Activities for the Hearing Impaired Preschooler

With many schools having all-inclusive classrooms, most hearing-impaired students are included in school as early as preschool age. With an aid, hearing-impaired preschool children can function normally in a regular preschool class. There are several activities you can do with hearing-impaired preschoolers to better incorporate them into your everyday classes and to help them feel at home within the school at large.
  1. Feeling Music

    • All students love to listen to music and do hand motions, dances and singalong songs. Incorporating hearing-impaired students into these activities is easy. Bring in a large boombox, record player or CD player that has speakers students can touch and feel. As you play the music, be sure to turn up the bass and the lower end of the music with the controls.

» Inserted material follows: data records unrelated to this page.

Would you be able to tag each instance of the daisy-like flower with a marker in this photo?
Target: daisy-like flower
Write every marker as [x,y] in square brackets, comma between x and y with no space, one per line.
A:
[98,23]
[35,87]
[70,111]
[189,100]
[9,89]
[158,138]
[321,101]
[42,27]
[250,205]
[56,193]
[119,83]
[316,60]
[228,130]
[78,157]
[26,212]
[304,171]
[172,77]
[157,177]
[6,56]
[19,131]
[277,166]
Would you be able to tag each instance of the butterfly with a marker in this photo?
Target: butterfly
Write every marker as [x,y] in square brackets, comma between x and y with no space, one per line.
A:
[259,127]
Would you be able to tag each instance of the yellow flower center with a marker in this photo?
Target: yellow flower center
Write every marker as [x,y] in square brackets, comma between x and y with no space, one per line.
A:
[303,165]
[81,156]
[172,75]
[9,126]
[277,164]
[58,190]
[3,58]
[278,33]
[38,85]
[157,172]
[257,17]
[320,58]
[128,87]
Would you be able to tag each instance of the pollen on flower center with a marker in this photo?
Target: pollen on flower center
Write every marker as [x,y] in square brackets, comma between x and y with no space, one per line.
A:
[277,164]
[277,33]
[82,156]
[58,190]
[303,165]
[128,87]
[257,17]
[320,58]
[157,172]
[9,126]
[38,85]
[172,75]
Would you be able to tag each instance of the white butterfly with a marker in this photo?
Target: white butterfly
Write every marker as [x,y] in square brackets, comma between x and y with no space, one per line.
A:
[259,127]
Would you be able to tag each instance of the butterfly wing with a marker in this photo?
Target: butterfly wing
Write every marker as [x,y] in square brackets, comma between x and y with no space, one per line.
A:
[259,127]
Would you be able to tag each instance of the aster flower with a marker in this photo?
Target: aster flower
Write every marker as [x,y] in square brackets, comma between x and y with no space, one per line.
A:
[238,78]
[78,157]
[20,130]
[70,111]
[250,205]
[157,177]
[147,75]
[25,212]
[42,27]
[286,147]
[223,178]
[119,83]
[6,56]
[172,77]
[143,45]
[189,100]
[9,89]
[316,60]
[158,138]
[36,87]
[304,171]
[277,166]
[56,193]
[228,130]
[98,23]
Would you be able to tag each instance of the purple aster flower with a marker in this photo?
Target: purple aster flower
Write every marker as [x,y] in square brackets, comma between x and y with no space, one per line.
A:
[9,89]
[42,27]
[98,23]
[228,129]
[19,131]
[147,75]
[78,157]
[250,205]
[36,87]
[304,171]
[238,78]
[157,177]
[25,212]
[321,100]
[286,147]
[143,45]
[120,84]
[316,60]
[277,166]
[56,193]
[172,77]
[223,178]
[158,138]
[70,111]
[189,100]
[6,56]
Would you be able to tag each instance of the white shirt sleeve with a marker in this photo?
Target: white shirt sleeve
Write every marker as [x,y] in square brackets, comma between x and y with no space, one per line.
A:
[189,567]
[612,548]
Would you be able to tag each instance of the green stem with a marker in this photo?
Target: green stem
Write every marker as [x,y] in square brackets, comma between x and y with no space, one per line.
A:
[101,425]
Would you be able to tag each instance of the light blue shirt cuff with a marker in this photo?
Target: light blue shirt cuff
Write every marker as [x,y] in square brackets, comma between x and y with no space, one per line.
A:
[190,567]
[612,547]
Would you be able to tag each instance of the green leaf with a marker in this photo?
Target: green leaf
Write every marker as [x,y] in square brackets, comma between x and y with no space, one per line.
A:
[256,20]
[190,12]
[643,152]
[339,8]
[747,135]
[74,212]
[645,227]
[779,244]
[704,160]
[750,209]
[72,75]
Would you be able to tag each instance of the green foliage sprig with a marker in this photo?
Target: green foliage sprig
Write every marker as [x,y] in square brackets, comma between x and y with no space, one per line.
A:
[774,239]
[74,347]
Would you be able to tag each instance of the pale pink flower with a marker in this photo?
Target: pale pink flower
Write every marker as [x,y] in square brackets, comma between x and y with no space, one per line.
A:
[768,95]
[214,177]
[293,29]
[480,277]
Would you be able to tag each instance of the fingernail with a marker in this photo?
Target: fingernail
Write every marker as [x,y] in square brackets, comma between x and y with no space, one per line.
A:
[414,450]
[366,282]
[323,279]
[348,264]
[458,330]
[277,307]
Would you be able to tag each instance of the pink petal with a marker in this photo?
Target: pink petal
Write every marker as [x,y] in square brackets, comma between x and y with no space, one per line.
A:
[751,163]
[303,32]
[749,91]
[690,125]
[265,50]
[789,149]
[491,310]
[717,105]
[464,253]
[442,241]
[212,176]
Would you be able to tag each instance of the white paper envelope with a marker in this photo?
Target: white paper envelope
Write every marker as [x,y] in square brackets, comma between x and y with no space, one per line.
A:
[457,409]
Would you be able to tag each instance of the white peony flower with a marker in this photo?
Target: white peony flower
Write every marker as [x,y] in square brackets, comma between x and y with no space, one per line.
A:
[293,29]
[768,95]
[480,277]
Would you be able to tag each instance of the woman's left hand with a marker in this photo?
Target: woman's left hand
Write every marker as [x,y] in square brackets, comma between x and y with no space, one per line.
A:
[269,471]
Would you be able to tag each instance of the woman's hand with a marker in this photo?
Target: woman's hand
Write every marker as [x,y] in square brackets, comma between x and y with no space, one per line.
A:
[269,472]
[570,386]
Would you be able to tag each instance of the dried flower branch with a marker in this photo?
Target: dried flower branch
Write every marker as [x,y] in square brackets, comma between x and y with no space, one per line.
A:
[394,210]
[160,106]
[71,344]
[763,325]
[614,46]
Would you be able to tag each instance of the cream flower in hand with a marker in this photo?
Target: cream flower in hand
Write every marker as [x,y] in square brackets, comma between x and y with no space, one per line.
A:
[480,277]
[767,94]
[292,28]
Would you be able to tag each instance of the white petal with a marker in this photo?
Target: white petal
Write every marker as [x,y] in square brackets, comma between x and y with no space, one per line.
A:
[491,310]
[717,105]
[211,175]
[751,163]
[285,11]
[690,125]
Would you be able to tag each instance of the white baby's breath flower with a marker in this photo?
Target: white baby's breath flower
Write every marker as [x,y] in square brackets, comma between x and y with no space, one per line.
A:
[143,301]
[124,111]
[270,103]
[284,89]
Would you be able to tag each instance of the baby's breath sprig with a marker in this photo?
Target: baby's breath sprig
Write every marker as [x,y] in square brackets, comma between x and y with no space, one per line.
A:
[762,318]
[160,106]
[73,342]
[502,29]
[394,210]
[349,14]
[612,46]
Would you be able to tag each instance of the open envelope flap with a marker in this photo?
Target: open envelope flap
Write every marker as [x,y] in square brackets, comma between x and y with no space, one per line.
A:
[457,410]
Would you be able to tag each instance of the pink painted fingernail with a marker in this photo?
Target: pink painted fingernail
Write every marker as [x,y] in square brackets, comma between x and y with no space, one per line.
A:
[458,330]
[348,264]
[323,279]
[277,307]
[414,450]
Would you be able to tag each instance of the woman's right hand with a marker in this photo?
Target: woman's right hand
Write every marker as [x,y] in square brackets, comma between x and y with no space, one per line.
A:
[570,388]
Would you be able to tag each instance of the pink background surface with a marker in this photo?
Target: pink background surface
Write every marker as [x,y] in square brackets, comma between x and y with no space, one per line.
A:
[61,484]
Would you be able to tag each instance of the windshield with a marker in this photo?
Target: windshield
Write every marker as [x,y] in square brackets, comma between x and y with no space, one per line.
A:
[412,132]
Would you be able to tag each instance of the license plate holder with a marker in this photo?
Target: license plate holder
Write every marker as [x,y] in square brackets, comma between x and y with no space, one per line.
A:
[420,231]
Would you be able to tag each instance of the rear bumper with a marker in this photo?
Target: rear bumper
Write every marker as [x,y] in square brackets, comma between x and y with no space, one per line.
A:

As the rest of the students listen to the song, hearing-impaired preschoolers can hold the speaker, put their hands on it, or, if it is large enough, sit on it. By feeling the music, the hearing-impaired student is able to use all of his or her senses and understand more about what is going on in the classroom.

    Signing and Singing

    • Teach all students a song. Along with the lyrics, teach all students the sign language that goes along with it. Most likely, the hearing-impaired preschooler will have had sign or will understand sign language. By teaching all of the students the ways to sign the songs as they sing them, the entire class can sing a song together without leaving anyone out. Also, the students who are not hearing-impaired will have a better way to communicate with the preschoolers who are.

    Colors and Lights

    • Have hearing-impaired preschool students work together with the rest of the class to create a system of colors and lights that can be used in the classroom. All students should work together and should vote on what should be used. Some ideas that teachers might help students brainstorm include having a teacher plug in a string of Christmas lights when assignments are five minutes away from being due, or having different-colored cards on each desk that can be turned over when students need help with a particular assignment. The activity of working together to make decisions about what color and light systems will be used is an excellent community-building activity and will help students understand the plight of hearing-impaired preschoolers.